Continuing The iChurch Method TV series, here is the transcript from the video above.

You become an international ministry as soon as we flick the switch on your website, as soon as you set up the Facebook fan page, as soon as you set up your Twitter account. What ministries don’t realize is they may have, we’ll say 100, a couple hundred, or a couple thousand people that will come into their sanctuary. But, if you get one person that tunes in to your ministry, your website, your online stream, from India, from Europe, from Africa, that makes you an international ministry. Had you not utilized those technological tools, that person would not have been receiving the ministry from your church.

That’s the thing that ministries have to understand; as soon as you give people a way to connect with your ministry that are not in your regional or national area then you become an international ministry. Just those simple steps of setting up your website or setting up your social media channels, that makes you become an international ministry.

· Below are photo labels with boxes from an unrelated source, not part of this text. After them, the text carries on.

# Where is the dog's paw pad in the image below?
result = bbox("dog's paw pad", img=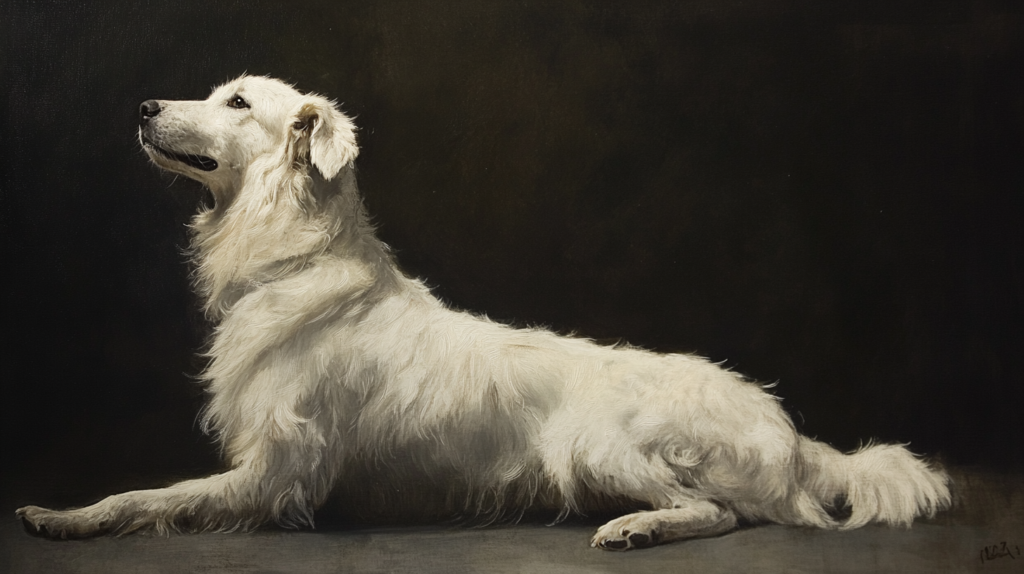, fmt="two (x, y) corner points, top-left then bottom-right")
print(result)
(597, 539), (631, 550)
(624, 532), (655, 548)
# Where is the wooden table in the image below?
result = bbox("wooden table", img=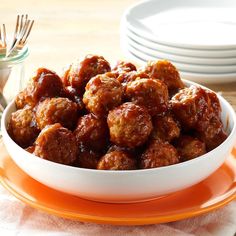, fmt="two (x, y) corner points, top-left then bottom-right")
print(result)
(0, 0), (236, 110)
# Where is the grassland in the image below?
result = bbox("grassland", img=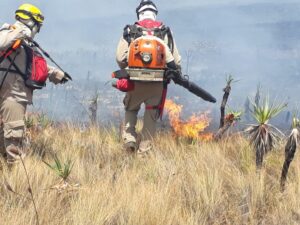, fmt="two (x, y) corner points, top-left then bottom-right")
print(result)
(0, 125), (300, 225)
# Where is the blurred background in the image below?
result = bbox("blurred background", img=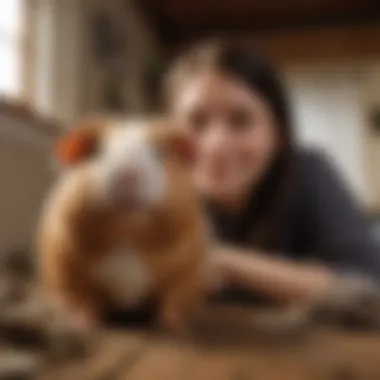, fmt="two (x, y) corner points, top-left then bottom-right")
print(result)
(0, 0), (380, 258)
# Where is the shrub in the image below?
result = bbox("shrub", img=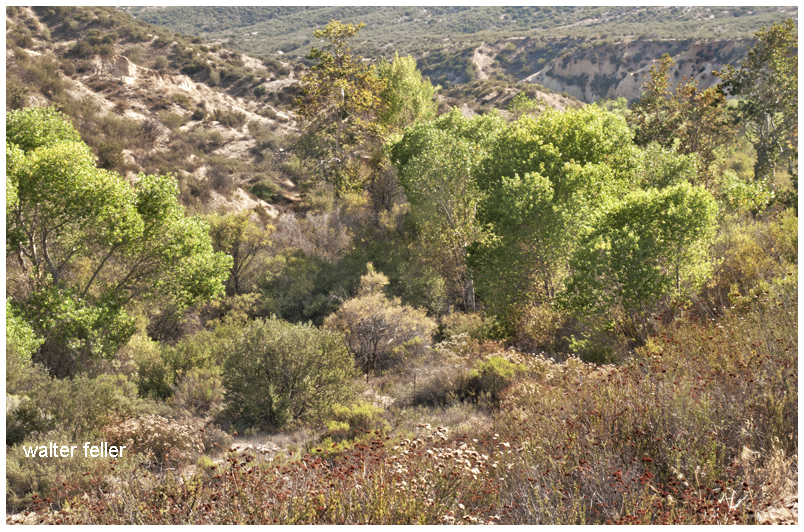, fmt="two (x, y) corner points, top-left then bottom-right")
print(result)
(223, 319), (354, 430)
(132, 332), (216, 400)
(250, 178), (281, 203)
(6, 357), (160, 445)
(459, 356), (526, 403)
(170, 367), (223, 417)
(104, 416), (204, 464)
(6, 432), (134, 512)
(324, 263), (435, 376)
(325, 402), (390, 442)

[You] have to realize that initially we start off and we only think in the box that we’re in. We think about only having our services in English. We think everybody is watching the service at the same time we would watch it, or we think people are connecting with the ministry at the same time we’re connecting with the ministry. A typical example would be a ministry might have office hours from 8:00 a.m. to 5:00 p.m. Monday through Friday. Well, international time that may be midnight to 8:00 a.m., so they’re not connecting with your ministry at that time. They’re connecting with the ministry at the hours that they would like to.

So, when you have social media then you have to look at the fact that people want to connect with you 24 hours a day, 7 days a week. So, you just have to basically evolve your strategy to accommodate ministry at hours outside of what you’re used to, at times outside of what you’re used to, and in languages outside of what you’re used to.